Amy Mosher-Garvey: You bet. As you can imagine, it really takes a village to address all of the aspects of whole person care. There isn't just a one-stop-shop to address all of these needs. This is where we start to really see the benefit of command and control systems that can help provide situational awareness across multiple supports, multiple providers to engage the patient in their own environment.
Susan Sharer: Amy, tell me a little bit more about command and control.
Amy Mosher-Garvey: Command and control, this terminology actually originally came from our military. Leidos, as you may know, has a long history, more than 50 years actually, of working with the military to solve all kinds of problems, not just in healthcare. And command and control, or sometimes it's referred to as C2, is used to describe a system that is capable of empowering designated personnel in the accomplishment of missions and tasks.
That's exactly what's needed here. You can see all of the enabling technology coming together to serve a disparate group of providers and service delivery individuals who are trying to provide care for an individual person. In whole-person care, we can use enabling technology to get the right information in front of the right people at the right time; sometimes we call this right-sighting, so that the right decisions can be made to solve the problems.
Susan Sharer: That’s great, Amy. Can you provide some examples? How might this be different than an electronic health record?

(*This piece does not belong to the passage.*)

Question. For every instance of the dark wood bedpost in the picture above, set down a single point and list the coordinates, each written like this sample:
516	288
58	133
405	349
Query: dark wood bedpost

Amy Mosher-Garvey: Well an electronic health record, or an EHR, is a great source of data. It is a place where you can track and aggregate a number of data points that are derived from transactional interactions with a patient. In whole-person care, we use the data a little bit differently. While some EHRs are better than others at making sense out of just the mountains of data that they contain, they still fall short of showing the overall picture of the individual or the population across multiple sources.
Payer data is another important source. As payer data tracks individuals across multiple providers, potentially multiple EHRs, multiple different services, but again, it falls short in capturing the full picture. It misses the socioeconomic data. It can miss social relationships, how someone feels about the work they do, or their spirituality. Command and control involves taking data from many of these different disconnected sources and transforming it into actionable insights and positioning it in front of the right people to take action. It includes elements of data curation, aggregation, analytics, and smart data visualization. It can include graphs and heat maps, or demographic data, patient reported data, lots of other things, all those wearables that are so prominent in today's society, remote patient monitoring data. All of that can be used to paint a full picture of the patient and where they're at.
The key then is to get right data into the user specific view that can drive action. It's not good enough to just have mountains of data. We need to make it actionable. We need to make it usable to people who can drive a different outcome. So a physician view, for example, might be different than a patient view or a care coordinator view.
Susan Sharer: And this drives improvement and better outcomes?
Amy Mosher-Garvey: Yes, in a couple of ways. First, it improves the ability to drive improvement at the individual level. Second, it provides situational awareness at the population level. It can help an organization see hotspots of need, identify food deserts, or decide where to deploy specialty care services. Command and control can help visualize need, gaps in care, and even flow through the system. The end result is improved care about availability and access, improved cost control, right sighting of care, and overall improvements and wellbeing of the individual and the community at large.
Susan Sharer: That's great, Amy. Thank you so much for sharing the information about whole person care and the work that you're driving, Amy.
Amy Mosher-Garvey: Thanks for having me.